An hour later, we were at a coffee shop, staring at each another, barely speaking. The whole endeavor seemed a lost cause. I prepared myself for the worst and waited for a server to offer us some coffee.
We didn’t even get a chance to order. Suddenly Helen was crying, I was fighting back tears and we were out the door. We spent the next two hours wandering through downtown D.C., exhausted by the heavy, humid air and the burden of our own emotions.
“I just want to be with my own people right now,” she said, her hands sweeping through the space between us. “They’re the only ones that would understand.” “Why?” I said, trying to catch her hands midair but missing. She folded her arms across her chest.
We stopped talking. For a full minute we waited for our heartbeats to slow down and listened to the traffic.
“I don’t want to keep fighting with you,” Helen said, looking into my eyes. I put my arms around her, drew her close.
“Then we need to get through this. If we can’t get through this, what chance is there that anyone else could?” I said. “We can’t allow ourselves to be infected by the hatred that we’ve escaped, that they’ve been born into.”
I thought of Helen picking apples, of the dinners we’d cooked together, all those times we held politics spellbound with our love.
“But still,” she paused, looked away. “This hurts.”

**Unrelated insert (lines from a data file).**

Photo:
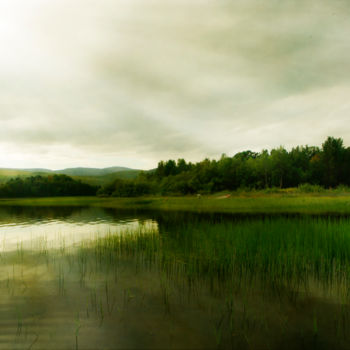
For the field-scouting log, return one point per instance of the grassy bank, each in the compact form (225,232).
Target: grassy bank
(254,202)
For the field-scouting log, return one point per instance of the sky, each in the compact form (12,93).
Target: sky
(103,83)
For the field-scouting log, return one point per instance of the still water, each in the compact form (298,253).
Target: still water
(71,225)
(93,278)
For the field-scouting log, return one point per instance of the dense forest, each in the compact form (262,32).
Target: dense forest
(328,166)
(45,186)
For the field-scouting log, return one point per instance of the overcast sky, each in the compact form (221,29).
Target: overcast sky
(130,82)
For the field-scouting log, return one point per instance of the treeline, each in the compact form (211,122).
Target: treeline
(328,166)
(46,186)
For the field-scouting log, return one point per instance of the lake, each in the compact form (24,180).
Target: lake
(94,278)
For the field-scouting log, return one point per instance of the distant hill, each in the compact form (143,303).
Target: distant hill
(92,176)
(91,171)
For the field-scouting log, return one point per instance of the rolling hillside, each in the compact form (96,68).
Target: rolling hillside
(92,176)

Early last October, weeks after the cease-fire, I attended another wedding. This one was Lebanese, and Helen and I were still together, still very much in love. Our feelings for each another had not become a casualty of the war between our peoples, but I was nervous. The bride’s family members from Lebanon could not come, and the specter of their absence threatened to haunt the ceremony. Despite my best intentions, I could not help feeling like a Jew in enemy territory.
My trepidation was foolish. In the end, the wedding was beautiful, no one talked politics, and at one point a relative of the bride announced that the couple would be making a substantial donation to St. George’s Medical Center, a hospital in Beirut.
The guests applauded passionately. I was one of them, and for a few fleeting moments I felt as if I truly was one of them, without division, just another human experiencing genuine empathy for the suffering of others.
It was a liberating feeling.
But as I write these words, all is not well in the Middle East. The same bellicose rhetoric bounces back and forth. How many more times will we be forced to run this gauntlet of who we are and what we believe?
Another war may come, but for now all that truly matters is what Helen and I see in ourselves when our eyes lock and the rest of the world and all of human history dissolves, when we are filled with the warmth of our bodies and hearts intertwined and it is us, only us, alone in our private universe.
Perhaps, in our relationship, “Killing an Arab” can never just be a song. But there are other, better songs.
Joshua Gross is a public affairs consultant in Washington.